Although the pruritic symptoms can be distressing for the mother, the build up of bile salts can also be detrimental to foetal wellbeing. The combination of the immature foetal liver’s ability to cope with breaking down the excessive bile salt levels as well as the vasoconstricting effect of bile salts on human placental chorionic veins has been theorised to be the cause of sudden asphyxial events in the foetus leading to anoxia and death.
Fatty Liver of Pregnancy vs Obstetric Cholestasis vs HELLP
Fatty liver of pregnancy usually presents with nausea and vomiting in combination with pain in the epigastrium and right upper quadrant of the abdomen. The normal gestational range it tends to affect is 28-42 weeks, as opposed to hyperemesis gravidarum, which affects early pregnancy.

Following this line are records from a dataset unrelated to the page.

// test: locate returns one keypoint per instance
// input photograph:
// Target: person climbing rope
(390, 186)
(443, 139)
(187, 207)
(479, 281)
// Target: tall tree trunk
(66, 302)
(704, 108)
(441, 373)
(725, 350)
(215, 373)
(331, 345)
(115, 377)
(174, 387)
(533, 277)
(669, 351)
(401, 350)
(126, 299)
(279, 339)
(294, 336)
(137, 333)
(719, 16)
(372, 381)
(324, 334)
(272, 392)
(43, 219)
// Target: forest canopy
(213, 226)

Disseminated intravascular coagulation (DIC) is a risk of developing this condition (low platelets and raised prothrombin time would be signs to look out for) NB Differentiated from HELLP because causes a deep jaundice with significantly elevated liver enzymes e.g. ALT >400 (much more so than HELLP)
Intrahepatic cholestasis of pregnancy tends to present with fatigue and itching (intense pruritus) as the two main symptoms. Bile acid rise is most sensitive marker.